Die britische Regierung gab auch dann nicht nach, als Schweden die verlogenen Ermittlungen gegen Assange im Jahr 2017 endgültig eingestellt hatte. Stattdessen wurde gemeinsam mit Washington eine neue Verschwörung ausgeheckt: Ecuador wurde unter Druck gesetzt, alle Mitteilungen von Assange abzufangen und ihm schließlich sogar das gewährte Asyl zu entziehen.

Die ganze Zeit über unterstützten aufeinanderfolgende australische Regierungen im Rahmen ihrer schmutzigen strategischen Allianz mit den USA uneingeschränkt die eklatanten Verletzungen der Rechte und Freiheiten ihres eigenen Bürgers. Sie weigerten sich, auch nur ein Wort zu seiner Verteidigung zu sagen.

Bei dem ungewöhnlich hohen, 50-wöchigen Strafmaß, das aus Rache über Assange verhängt wurde, wäre es normalerweise so, dass die effektive Haftzeit am 22. September enden würde. Jede andere Person mit einem so geringfügigen Kautionsdelikt wäre längst freigelassen worden. Aber im Falle von Julian Assange verläuft nichts „normal“. Grundlegende, zum Teil jahrhundertealte demokratische Rechte und juristische Präzedenzfälle werden über den Haufen geworfen.

Dafür gibt es so viele Beispiele, dass sie diesen Artikel sprengen würden. Um nur eins zu nennen: Am 13. September griff die britische Richterin Vanessa Baraitser sogar einem Antrag auf Freilassung Assanges vor und ordnete an, dass er inhaftiert bleiben müsse. Als Grund diente ihr der Vorwand, er würde sonst dem Auslieferungsprozess, der am 25. Februar 2020 beginnen soll, „wieder entkommen“.

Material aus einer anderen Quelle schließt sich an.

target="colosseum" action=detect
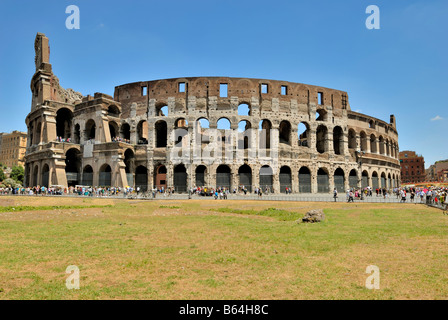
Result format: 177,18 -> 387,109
25,33 -> 400,193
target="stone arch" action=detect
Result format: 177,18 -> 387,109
137,120 -> 148,144
316,125 -> 328,153
154,164 -> 168,190
56,108 -> 73,141
278,120 -> 291,145
195,164 -> 207,187
98,163 -> 112,187
216,164 -> 232,190
299,166 -> 311,193
333,168 -> 345,193
41,163 -> 50,188
259,165 -> 274,192
258,119 -> 272,149
173,163 -> 188,193
84,119 -> 96,141
348,169 -> 358,189
317,168 -> 330,193
65,148 -> 82,187
297,122 -> 310,148
82,165 -> 93,186
238,164 -> 252,192
348,129 -> 356,151
135,166 -> 148,192
154,120 -> 168,148
279,166 -> 292,192
333,126 -> 344,154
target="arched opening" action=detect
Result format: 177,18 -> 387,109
135,166 -> 148,192
99,164 -> 112,187
174,163 -> 188,193
120,123 -> 131,143
372,171 -> 379,190
333,168 -> 345,193
316,125 -> 328,153
279,166 -> 292,192
348,129 -> 356,151
348,169 -> 358,189
216,118 -> 231,144
73,124 -> 81,143
65,148 -> 82,187
260,166 -> 274,192
378,136 -> 385,154
124,149 -> 135,186
333,126 -> 344,154
35,122 -> 42,144
359,131 -> 367,152
299,167 -> 311,193
137,120 -> 148,144
361,170 -> 369,189
216,164 -> 232,189
297,122 -> 310,147
195,165 -> 207,187
381,172 -> 387,189
317,168 -> 330,193
174,118 -> 188,147
279,120 -> 291,145
155,120 -> 168,148
259,119 -> 272,149
84,119 -> 96,141
195,118 -> 210,144
156,104 -> 168,117
238,120 -> 251,150
154,165 -> 167,190
82,165 -> 93,186
33,166 -> 39,187
56,108 -> 73,141
370,134 -> 378,153
42,164 -> 50,188
238,103 -> 250,116
109,121 -> 119,141
107,105 -> 120,118
238,164 -> 252,192
316,109 -> 328,121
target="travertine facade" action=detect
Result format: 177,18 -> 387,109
25,34 -> 400,193
0,131 -> 27,168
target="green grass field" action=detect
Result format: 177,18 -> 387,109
0,197 -> 448,299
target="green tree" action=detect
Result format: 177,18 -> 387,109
9,166 -> 25,184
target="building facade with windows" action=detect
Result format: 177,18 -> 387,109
399,151 -> 426,183
0,131 -> 27,168
25,33 -> 400,193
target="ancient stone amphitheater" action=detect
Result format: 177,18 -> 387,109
25,33 -> 400,193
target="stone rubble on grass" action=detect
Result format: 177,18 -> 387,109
298,209 -> 325,223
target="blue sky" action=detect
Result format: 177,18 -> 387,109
0,0 -> 448,167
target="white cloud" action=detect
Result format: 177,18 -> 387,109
431,115 -> 443,121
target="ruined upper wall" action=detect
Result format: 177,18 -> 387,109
114,77 -> 350,117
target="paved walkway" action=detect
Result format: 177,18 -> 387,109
0,194 -> 446,210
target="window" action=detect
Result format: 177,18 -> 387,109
219,83 -> 227,98
317,92 -> 324,105
261,83 -> 268,93
179,82 -> 185,92
281,86 -> 288,96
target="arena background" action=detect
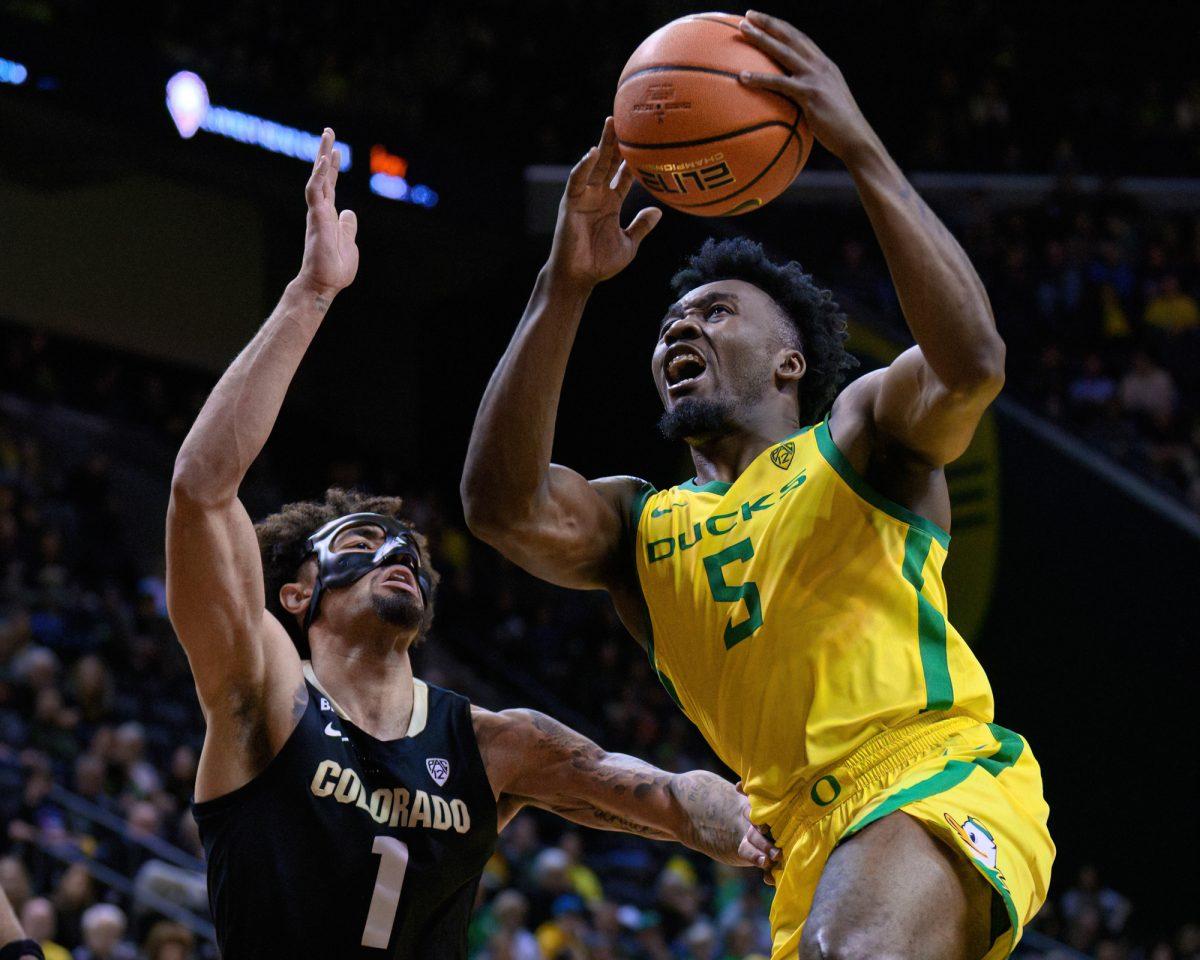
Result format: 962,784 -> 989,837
0,0 -> 1200,960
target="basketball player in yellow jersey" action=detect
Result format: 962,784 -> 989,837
462,13 -> 1054,960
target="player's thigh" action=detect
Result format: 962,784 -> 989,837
800,811 -> 991,960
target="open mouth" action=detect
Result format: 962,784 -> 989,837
662,343 -> 708,386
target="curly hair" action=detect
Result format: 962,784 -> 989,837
254,487 -> 439,658
671,236 -> 858,426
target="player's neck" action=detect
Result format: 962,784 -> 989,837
691,418 -> 799,484
312,642 -> 413,740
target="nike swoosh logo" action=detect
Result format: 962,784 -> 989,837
650,503 -> 688,520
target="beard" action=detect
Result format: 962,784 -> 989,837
659,397 -> 736,443
371,590 -> 425,630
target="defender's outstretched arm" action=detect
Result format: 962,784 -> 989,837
742,12 -> 1004,467
462,119 -> 661,588
474,708 -> 779,871
167,130 -> 359,724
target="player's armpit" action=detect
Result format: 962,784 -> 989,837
830,347 -> 1004,468
475,710 -> 756,866
167,485 -> 300,718
463,463 -> 644,589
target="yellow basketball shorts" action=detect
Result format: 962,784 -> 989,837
770,714 -> 1055,960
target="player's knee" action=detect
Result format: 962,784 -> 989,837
799,922 -> 919,960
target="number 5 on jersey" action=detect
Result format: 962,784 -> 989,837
704,536 -> 762,649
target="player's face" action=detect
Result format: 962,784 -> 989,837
650,280 -> 782,439
318,523 -> 425,635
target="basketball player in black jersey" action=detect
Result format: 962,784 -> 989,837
167,130 -> 774,960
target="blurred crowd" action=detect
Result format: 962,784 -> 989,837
817,189 -> 1200,511
0,0 -> 1200,175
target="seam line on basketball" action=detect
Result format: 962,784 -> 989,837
688,13 -> 742,32
617,64 -> 740,90
674,107 -> 803,210
617,120 -> 793,150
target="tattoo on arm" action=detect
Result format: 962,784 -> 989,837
501,710 -> 745,863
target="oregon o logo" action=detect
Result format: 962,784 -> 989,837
809,773 -> 841,806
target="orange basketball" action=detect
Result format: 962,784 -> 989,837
612,13 -> 812,217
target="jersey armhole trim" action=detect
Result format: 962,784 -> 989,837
815,419 -> 950,550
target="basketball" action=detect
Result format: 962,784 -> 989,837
613,13 -> 812,217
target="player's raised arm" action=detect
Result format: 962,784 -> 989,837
742,12 -> 1004,467
474,708 -> 779,871
462,119 -> 661,588
167,130 -> 359,728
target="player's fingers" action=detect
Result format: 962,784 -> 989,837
312,128 -> 328,173
738,836 -> 770,870
605,127 -> 625,184
588,116 -> 619,186
304,154 -> 329,209
625,206 -> 662,247
738,20 -> 804,73
610,161 -> 634,203
566,146 -> 596,197
329,146 -> 342,197
745,830 -> 779,860
745,10 -> 817,54
738,70 -> 805,103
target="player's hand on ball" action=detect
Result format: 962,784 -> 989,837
740,10 -> 875,164
299,127 -> 359,298
550,116 -> 662,287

Dieses Urteil bedeutet für Assange effektiv jahrelange Haft in Belmarsh. Um seine Überstellung in die USA zu verhindern, ist sein Rechtsteam gezwungen, den ganzen langen Weg bis zum höchsten Gericht zu gehen. In den USA drohen Assange 17 Anschuldigungen wegen Spionage und eine wegen Verschwörung, was 175 Jahre, bzw. lebenslange Haft nach sich ziehen würde.

Gleichzeitig hat ein amerikanisches Gericht in einem Akt schierer Brutalität Chelsea Manning erneut zu Gefängnis verurteilt, weil sie sich weigert, vor der Grand Jury auszusagen, welche die Trump-Administration gegen Assange eingesetzt hat. Manning könnte bis Ende 2020 inhaftiert bleiben, wenn die Grand Jury bis zum Ende ihrer 18-monatigen Amtszeit bestehen bleibt. Darüber hinaus gibt es eine rachsüchtige Bestimmung gegen Manning, die sie mit einer Geldstrafe von täglich 1.000 Dollar belegt. Damit droht ihr ein Bußgeld von fast 450.000 Dollar und die persönliche Finanzinsolvenz. Der amerikanische Staat will sie zwingen, ihre wiederholte Aussage zu widerrufen, dass Assange bei der Beschaffung der durchgesickerten Informationen keine Rolle gespielt habe.

Die internationale Arbeiterklasse ist die einzige gesellschaftliche Kraft, welche die amerikanische, britische und australische Regierung zwingen kann, ihre gemeinsame Verfolgung von Julian Assange und Chelsea Manning einzustellen. Es muss eine weltweite Bewegung entstehen, die sich auf die unabhängige Mobilisierung der Arbeiter und Jugendlichen konzentriert, um in politischen Protesten, Streiks und anderen Arbeitskämpfen von den Regierungen zu verlangen, dass sie Assange und Manning freilassen.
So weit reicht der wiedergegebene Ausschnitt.